Lately I saw a sight most quaint;
London's lily-white policemen faint
In virgin outrage as they viewed
The nudity of a Lawrence nude.
Oh what a pity, Oh don't you agree
That fig-trees aren't found
in the land of the free
As this ditty illustrates, DH Lawrence took a dim view of his compatriots' prudery. Not only was his most successful novel, Lady Chatterley's Lover, banned here for 30 years after his death, but his risque paintings could not be shown either.
Today a previously unknown Lawrence screen silk will be unveiled at Nottingham University, his alma mater, as the centrepiece of a DH Lawrence research centre.
For years the writer, who based much of The Rainbow around his time at the university, was persona non grata after running away with his professor's wife, Frieda, whom he later married.
In 1929, the occasion for the ditty, police stepped in when the then home secretary objected to Lawrence's depiction of the Holy Family that included a naked blonde being fondled from behind, and another canvas of nuns ogling a naked peasant Adonis.

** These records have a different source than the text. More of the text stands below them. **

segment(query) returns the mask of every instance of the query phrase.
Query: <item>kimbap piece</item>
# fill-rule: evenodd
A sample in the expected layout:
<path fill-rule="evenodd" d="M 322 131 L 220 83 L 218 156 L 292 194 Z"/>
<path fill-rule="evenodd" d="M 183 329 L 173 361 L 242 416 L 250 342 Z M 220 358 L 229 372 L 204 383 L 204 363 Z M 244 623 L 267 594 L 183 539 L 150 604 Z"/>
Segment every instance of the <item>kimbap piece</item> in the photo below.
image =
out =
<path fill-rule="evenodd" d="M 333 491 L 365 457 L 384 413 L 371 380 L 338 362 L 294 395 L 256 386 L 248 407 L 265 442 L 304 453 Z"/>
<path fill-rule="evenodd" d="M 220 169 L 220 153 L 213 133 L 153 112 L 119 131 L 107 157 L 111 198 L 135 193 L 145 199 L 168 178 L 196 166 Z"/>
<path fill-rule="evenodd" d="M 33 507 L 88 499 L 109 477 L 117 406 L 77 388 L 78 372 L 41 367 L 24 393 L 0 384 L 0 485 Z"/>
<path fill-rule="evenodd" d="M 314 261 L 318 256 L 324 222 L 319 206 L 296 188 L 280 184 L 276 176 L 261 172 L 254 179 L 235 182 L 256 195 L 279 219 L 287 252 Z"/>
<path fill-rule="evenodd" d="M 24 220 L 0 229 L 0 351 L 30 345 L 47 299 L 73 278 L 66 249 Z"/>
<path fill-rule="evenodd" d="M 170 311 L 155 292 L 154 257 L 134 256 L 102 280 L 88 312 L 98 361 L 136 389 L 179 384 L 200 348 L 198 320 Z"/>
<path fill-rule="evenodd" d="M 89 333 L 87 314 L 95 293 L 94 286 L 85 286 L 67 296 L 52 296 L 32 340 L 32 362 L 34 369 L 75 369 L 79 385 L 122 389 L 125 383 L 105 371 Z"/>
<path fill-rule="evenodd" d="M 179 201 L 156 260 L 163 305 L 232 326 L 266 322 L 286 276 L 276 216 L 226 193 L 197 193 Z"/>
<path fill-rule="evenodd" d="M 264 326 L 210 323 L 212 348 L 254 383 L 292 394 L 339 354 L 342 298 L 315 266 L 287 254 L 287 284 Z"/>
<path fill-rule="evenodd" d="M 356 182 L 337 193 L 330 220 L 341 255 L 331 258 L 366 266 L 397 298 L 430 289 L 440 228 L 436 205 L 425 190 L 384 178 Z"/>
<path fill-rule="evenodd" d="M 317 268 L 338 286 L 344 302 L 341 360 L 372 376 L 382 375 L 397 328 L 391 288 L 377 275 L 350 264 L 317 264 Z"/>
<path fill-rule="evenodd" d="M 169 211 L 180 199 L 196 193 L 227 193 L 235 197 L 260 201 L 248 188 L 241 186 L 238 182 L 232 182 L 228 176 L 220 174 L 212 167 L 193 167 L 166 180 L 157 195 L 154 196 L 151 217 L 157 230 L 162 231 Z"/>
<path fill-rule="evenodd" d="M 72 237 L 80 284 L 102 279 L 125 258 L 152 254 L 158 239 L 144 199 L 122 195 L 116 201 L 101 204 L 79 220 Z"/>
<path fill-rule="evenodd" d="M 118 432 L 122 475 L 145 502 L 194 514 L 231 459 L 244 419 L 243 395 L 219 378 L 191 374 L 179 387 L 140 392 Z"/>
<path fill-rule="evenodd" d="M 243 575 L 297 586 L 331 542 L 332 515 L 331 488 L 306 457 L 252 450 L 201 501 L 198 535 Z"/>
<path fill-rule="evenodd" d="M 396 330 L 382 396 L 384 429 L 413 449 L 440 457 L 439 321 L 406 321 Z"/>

Lawrence had to send them back to his home in New Mexico to stop them being destroyed.
The new work lay undocumented for 40 years after the death of Frieda in 1956. Lawrence himself died in 1930.
John Worthen, professor of DH Lawrence studies at the university, said the screen silk was quite unlike the rest of his work - "like a lino cut, but done on silk". Because of damage due to the altitude and dryness of New Mexico, the work had taken four years to restore.